Origin: 1700’s. Original function: Otter and badger hunting. Today: Earthdog trials, Companion. Colors: Pepper — All shades of grey and silver, or Mustard — All shades of brown and fawn.
The Dandie Dinmont Terrier first appeared as a distinct type of terrier with roots in the country around the border of Scotland and England on the 18th century. They were owned by farmers and gypsies who had the dogs to keep the vermin population down in the barns and fields as well as chase after otter, rabbits, badgers and fox. Many of these dogs were owned by James Davidson who named all of his dogs either Pepper or Mustard along with some identifying adjective or other word. It is thought that Davidson and his dogs were the inspiration for Sir Walter Scott’s character for Dandie Dinmont and his dogs in his novel “Guy Mannering,” published in 1814. This is where the breed got the name. A letter written by Davidson claimed that all Dandies were the product of two of his dogs named “Tarr” and “Pepper.” At one time the breed was included in the breed of Scottish Terriers. This amounted to several short legged breeds. The Dandie was separated from this group and recognized as a distinct breed in 1873. The Dandie Dinmont Terrier has never gained much popularity except in England for some strange reason.
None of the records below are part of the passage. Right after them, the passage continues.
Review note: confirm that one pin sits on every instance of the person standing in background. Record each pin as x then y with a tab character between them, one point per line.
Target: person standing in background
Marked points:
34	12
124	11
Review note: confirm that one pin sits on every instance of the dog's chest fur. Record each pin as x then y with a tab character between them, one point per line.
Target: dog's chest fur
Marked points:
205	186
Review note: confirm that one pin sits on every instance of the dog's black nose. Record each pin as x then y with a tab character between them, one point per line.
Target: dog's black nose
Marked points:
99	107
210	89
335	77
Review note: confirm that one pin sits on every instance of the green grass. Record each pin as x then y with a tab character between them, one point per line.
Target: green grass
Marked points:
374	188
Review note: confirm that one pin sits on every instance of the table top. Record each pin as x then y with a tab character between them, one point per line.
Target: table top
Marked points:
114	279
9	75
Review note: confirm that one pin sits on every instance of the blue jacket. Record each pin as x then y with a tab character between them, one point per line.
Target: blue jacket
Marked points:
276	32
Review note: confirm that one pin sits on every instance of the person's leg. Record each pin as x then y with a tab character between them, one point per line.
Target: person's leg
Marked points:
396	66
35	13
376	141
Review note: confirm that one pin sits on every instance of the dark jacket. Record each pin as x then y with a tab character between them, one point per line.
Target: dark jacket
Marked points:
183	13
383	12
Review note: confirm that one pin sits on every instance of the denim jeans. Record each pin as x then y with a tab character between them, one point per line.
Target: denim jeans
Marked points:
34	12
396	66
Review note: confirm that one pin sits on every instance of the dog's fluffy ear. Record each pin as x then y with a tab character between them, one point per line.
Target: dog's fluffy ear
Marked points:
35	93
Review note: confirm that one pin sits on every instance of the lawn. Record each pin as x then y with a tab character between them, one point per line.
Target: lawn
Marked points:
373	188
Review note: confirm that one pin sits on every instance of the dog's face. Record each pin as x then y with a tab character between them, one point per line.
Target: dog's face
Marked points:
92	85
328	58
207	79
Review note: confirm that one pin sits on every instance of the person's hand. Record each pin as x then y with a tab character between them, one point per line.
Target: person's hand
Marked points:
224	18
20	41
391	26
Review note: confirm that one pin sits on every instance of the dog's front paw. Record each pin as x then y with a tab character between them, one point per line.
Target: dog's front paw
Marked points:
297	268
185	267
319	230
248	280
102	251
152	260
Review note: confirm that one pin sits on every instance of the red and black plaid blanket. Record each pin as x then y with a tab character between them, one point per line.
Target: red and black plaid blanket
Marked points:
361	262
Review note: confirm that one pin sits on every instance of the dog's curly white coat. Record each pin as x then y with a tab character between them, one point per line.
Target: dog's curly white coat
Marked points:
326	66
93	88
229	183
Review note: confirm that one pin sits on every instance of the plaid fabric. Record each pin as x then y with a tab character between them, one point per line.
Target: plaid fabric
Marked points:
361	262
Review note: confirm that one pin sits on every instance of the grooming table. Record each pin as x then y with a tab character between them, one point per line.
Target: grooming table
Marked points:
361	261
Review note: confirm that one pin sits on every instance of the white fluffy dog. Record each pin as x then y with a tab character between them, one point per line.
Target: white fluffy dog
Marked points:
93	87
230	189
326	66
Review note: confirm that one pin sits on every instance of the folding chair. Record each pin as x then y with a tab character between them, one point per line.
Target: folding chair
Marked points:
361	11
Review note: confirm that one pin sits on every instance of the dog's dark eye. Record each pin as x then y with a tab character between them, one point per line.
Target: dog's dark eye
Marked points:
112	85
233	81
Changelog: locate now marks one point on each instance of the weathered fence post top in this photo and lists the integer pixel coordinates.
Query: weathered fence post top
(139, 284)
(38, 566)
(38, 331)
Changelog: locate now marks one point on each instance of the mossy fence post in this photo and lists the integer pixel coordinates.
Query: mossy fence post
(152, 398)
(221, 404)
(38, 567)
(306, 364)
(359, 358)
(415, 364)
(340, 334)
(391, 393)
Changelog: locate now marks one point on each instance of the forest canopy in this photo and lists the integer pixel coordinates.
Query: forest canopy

Training must be strong and demanding so the Dandie Dinmont Terrier learns early-on (starting about 5 weeks old) that he is not going to be the boss. As long as this dog understands he is not the pack leader, all will be fine. Once a dog, any dog, gets the notion he is the alpha in the group, you’ve got problems ranging from separation anxiety to food bowl aggression. This is not the Dandie’s nature, but it will happen if his training is not done right. Be firm but calm and nice about it. Use CLICKER TRAINING and the positive reinforcement the is the best way to get your training across to a difficult dog. The process is very simple and effective.
This is a fairly easy breed to train and they can learn agility as well as obedience and manners with the clicker.
Want to crate train your Dandie Dinmont puppy? It's easy and if you're interested, take a look and you'll see what to do. Crate training your puppy will save many headaches and problems.
Dandie Dinmont Terrier puppies are pretty easy to house train, potty train, toilet train, housebreak or whatever you want to call it. If you have a puppy, decide if you want to crate or paper potty train it. For the best results, we have a page at Crate vs Paper Potty Training which will help you decide and from there you can get all the information you need to get the job done. Always praise the pup profusely when she goes potty in the RIGHT PLACE so she knows she has done a good thing. Either method will work for this breed.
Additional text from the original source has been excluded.